Dell’s daylight robbery

When one purchases ‘theft cover’ for a product one might assume that it ‘covers theft.’ False advertising laws usually assure such fair assumptions but what if the company has done the dodgy with fine print? What if that company is Dell?

Dell’s XPS M1210 notebook: Great when not stolen.

When Adam and Jenny Bolte purchased a brand new XPS M1210 notebook in October last year for over $3000 they opted to pay extra for protection from theft with Dell’s ‘CompleteCover Guard.’

It turns out that was a waste. 

Two months later when the pricey machine was swiftly stolen from under their noses Adam and Jenny found out the hard way that Dell’s fine print should be read extremely carefully.

“I was typing on the laptop while sitting down at a local restaurant at a fancy part of town when two big guys came running past the table and grabbed the laptop from behind” says Adam Bolte.

“I chased the thieves two blocks before they were able to give me the slip.
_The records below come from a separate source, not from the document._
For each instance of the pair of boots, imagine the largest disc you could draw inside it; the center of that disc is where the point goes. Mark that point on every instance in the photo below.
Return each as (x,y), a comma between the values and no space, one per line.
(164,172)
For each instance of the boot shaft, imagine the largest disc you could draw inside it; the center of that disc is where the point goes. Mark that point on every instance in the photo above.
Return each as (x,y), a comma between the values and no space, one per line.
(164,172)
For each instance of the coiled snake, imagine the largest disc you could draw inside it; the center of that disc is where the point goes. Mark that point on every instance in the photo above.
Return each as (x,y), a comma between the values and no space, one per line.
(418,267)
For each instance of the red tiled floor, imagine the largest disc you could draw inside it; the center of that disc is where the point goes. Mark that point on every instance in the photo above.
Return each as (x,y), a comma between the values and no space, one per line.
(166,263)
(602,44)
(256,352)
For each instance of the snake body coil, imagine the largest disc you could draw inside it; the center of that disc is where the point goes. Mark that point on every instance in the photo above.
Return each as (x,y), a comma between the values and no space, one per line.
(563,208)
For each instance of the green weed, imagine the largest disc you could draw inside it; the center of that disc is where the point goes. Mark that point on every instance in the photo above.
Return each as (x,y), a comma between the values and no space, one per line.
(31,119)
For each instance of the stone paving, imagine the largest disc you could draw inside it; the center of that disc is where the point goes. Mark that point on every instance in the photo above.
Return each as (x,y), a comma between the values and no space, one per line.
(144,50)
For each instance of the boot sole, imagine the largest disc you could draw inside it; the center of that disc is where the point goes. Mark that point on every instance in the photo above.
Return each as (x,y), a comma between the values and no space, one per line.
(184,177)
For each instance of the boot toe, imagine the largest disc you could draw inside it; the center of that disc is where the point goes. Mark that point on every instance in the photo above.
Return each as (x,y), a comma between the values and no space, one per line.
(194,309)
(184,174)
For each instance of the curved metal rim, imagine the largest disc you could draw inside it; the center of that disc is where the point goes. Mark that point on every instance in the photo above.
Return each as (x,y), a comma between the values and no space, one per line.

The whole thing was on security camera (in daylight) and the police informed me that they had a clear picture of the entire incident.”

Upon a quick read of the agreement the Boltes learned that they would be left in the red by Dell. The theft cover agreement demands that a theft must be “accompanied by forcible and violent entry.” Even with videotaped evidence Dell won’t cover theft in a public area (even according to Dell locked hotel rooms.)

However Adam and Jenny weren’t prepared to give up that easily.

Upon carefully reading the supplied agreement the Boltes discovered the coverage for their stolen notebook an XPS wasn’t limited under the agreement. Only two notebook ranges are specifically limited under the agreement: Inspiron and Latitude. No mention of XPS.

Even with this knowledge his claims were consistently knocked back by Dell — that’s if someone responded.

“They said their service was so good but they never return our phone calls” says Jenny Bolte.

One of the Dell representatives that eventually responded via email admitted to the fault albeit with broken English.

“Thank you for highlighting us that the XPS model does not states in our Complete Cover Guard’s agreement.” The representative then says that the policy will be updated.

But that isn’t the policy to which the Boltes agreed.

So we spoke with Dell and outlined the issues. A senior Dell representative then called Adam Bolte.

“This is the first person at Dell I’ve spoken to who natively speaks English” declares Bolte somewhat elated. “What a breakthrough!”

As requested Bolte sent in an email much like many before it which detailed his situation. He included all previous correspondence a Police declaration among other relevant papers.

Bolte was then promised he would hear back from Dell over the weekend or at the very least on the following Monday.

Tuesday arrives and he hears nothing so Bolte sends in a reminder. The senior representative responds saying he was sick and would get back to him that same day.

Two days later and still not a word so he fires in a morning reminder. Perhaps the dog ate Dell’s homework.

He is told that someone will contact him ‘within the next day.’ Three full days later and nothing but silence.

Shall we blame the weather this time?

The Boltes with all their patience are understandably miffed at the lack of professionalism.

The appalling customer care is what I find most disturbing in all of this. Is Dell trying to rob itself of customers?